論文参考訳（メタデータ） (2020-10-22T19:14:37Z)
Optimal Strategies for Graph-Structured Bandits [0.0]
Bernoulli $!=!(nu_a,b)_a in mathcalA, b in mathcalB$ with means $(mu_a,b)_a in mathcalA, b in mathcalB$ with means $(mu_a,b)_a
論文参考訳（メタデータ） (2020-07-07T06:27:51Z)
Explicit Best Arm Identification in Linear Bandits Using No-Regret Learners [17.224805430291177]
線形パラメータ化マルチアームバンドにおけるベストアーム識別の問題について検討する。
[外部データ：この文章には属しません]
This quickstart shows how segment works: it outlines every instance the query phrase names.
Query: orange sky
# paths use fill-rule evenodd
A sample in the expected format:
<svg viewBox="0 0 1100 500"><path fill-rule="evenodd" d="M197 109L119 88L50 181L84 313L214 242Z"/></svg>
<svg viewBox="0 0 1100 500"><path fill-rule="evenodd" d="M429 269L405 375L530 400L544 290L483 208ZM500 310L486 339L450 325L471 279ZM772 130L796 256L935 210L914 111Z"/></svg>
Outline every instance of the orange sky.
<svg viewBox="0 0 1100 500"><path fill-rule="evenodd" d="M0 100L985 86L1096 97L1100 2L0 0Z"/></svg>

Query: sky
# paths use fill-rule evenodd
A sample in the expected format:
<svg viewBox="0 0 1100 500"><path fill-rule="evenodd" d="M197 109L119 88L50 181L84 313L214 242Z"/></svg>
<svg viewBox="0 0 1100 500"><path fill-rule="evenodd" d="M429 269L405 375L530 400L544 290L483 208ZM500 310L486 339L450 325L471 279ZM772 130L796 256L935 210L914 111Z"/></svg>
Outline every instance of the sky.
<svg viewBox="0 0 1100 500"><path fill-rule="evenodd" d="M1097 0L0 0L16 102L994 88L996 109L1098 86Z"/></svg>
そこで本研究では,この問題を解決するために,明示的に実装可能かつ証明可能な順序-最適サンプル-複雑度アルゴリズムを提案する。
論文参考訳（メタデータ） (2020-06-13T05:00:01Z)
Low-Rank Generalized Linear Bandit Problems [19.052901817304743]
低ランク線型バンドイット問題において、作用の報酬は、作用と未知の低ランク行列$Theta*$の間の内部積である。低ランク行列の被覆によって構築される指数重み付き平均予測器と、オンラインから信頼度セットへの変換パバシ2012onlineの新たな組み合わせに基づくアルゴリズムを提案する。
論文参考訳（メタデータ） (2020-06-04T15:30:14Z)

関連論文リストは本サイト内にある論文のタイトル・アブストラクトから自動的に作成しています。

指定された論文の情報です。
本サイトの運営者は本サイト（すべての情報・翻訳含む）の品質を保証せず、本サイト（すべての情報・翻訳含む）を使用して発生したあらゆる結果について一切の責任を負いません。